6. Using The Wrong Brush
Always buy soft or ultra-soft brushes to minimize tooth damage. Soft-bristled toothbrushes however, can also cause abrasions if not used correctly. The key is to buy the right brush and follow the proper technique. Also, the toothbrush you use can harbor germs including strep and staph. It is recommended to replace a regular toothbrush every three months or sooner if the bristles get damaged. To minimize the day-to-day growth of germs, rinse your brush with hot water after every use and allow it to fully dry. Many brushes on the market today help to counteract the problems found above such as Sonicare series toothbrushes. They flex in order to prevent harsh brushing and some options include a bacteria-killing UV light chamber for cleaning the brush.
7. Not Brushing For Long Enough
Whether you’re rushing to get to work or ready to dive into your bed, dentists recommend brushing for at least two to three minutes. Most people don’t spend nearly enough time brushing their teeth. You can divide your mouth into four sections and spend 30 seconds each. If you brush for too long, remember that it can do more harm than good by damaging your enamel and increasing gum sensitivity.
8. Using The Wrong Toothpaste
Choosing the best toothpaste can be tricky because there are so many options. First things first, always look for the ADA seal on your toothpaste’s box. It shows that the product is tested, its claims are legitimate and the ingredients are effective. Your preference for pastes or gels, cinnamon or spearmint flavors, has nothing to do with your dentifrice’s effectiveness.
Important! If you have sensitive teeth, use a non-whitening toothpaste.

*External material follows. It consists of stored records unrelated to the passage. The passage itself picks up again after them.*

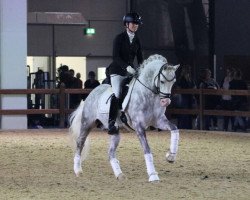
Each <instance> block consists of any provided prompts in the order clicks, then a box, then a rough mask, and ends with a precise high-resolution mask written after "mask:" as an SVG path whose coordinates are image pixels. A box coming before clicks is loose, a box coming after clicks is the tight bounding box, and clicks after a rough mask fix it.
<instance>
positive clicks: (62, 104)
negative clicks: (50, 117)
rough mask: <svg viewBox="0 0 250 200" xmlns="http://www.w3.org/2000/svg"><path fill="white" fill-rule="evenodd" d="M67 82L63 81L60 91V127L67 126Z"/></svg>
mask: <svg viewBox="0 0 250 200" xmlns="http://www.w3.org/2000/svg"><path fill="white" fill-rule="evenodd" d="M65 113H66V112H65V84H64V83H61V85H60V91H59V118H60V122H59V127H60V128H64V126H65Z"/></svg>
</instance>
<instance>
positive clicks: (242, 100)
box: [229, 69, 247, 131]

The exposed dentin close to the gum-line can become oversensitized by the chemicals in whitening toothpastes. The best options for sensitive teeth are Sensodyne, Pronamel, MI Paste and fluoride treatments. These help to rebuild the enamel in the sensitive areas and make brushing more comfortable. Watch out for Sensodyne and Pronamel with whiteners as these can still cause sensitivity.